With winding roads and plenty of roaming animals, West Virginians are no strangers to auto collision repairs. Fred Eberle Technical Center offers students the training they need to excel in this always in-demand career.
Scott Currence, the automotive collision repair instructor at FETC, said participants in the program will learn to fix anything that has to do with body structure, from damage due to deer hits, to rollovers, to small scratches.
“We also learn to repair some mechanical stuff, such as suspensions,” Currence said.
Now is a great time for young people to pursue a career in auto repair.
“The problem we are running into is the average age of a body shop technician is in the 50s,” he said. “We need younger people coming in to fill the void, because in the next 15 to 20 years the majority of workers will be retiring.”
Currence said the job outlook and the money is good for body shop technicians certified in automotive collision repair.
“Money-wise, the sky is the limit, but you have to go out and work for it,” Currence said. “The last body shop job I had was nearly 20 years ago and I made nearly $100,000. So the money is there. People are always going to wreck cars, and they are always going to need them to be fixed. Most of the work we do is paid for by insurance companies.”
He said the program completers will attend classes for two years.
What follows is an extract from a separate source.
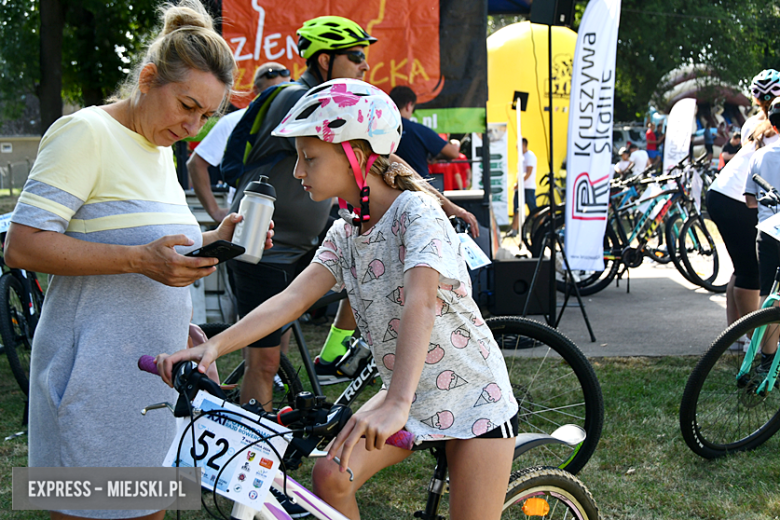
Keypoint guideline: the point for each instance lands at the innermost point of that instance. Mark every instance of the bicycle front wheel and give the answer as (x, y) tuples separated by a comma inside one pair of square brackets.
[(719, 416), (698, 247), (549, 493), (554, 384), (16, 329)]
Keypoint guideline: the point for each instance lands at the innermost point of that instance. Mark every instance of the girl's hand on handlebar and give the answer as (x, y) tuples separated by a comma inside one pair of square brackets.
[(375, 424), (204, 354)]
“We get kids who try this out and really like it,” Currence said. “It is work and students need to be motivated. I’ve seen a change in the last few years – some students who go to college accumulate a lot of student loans, and they end up stocking shelves. With our careers, most have on-the-job paid internships with no student loan debt.”
Currence said the program also deals with painting vehicles and matching paint colors. Students who specialize in a particular area, such as painting, are often in higher demand.
“Some shops look for technicians who can do anything from start to finish, but that is kind of dying off,” Currence said.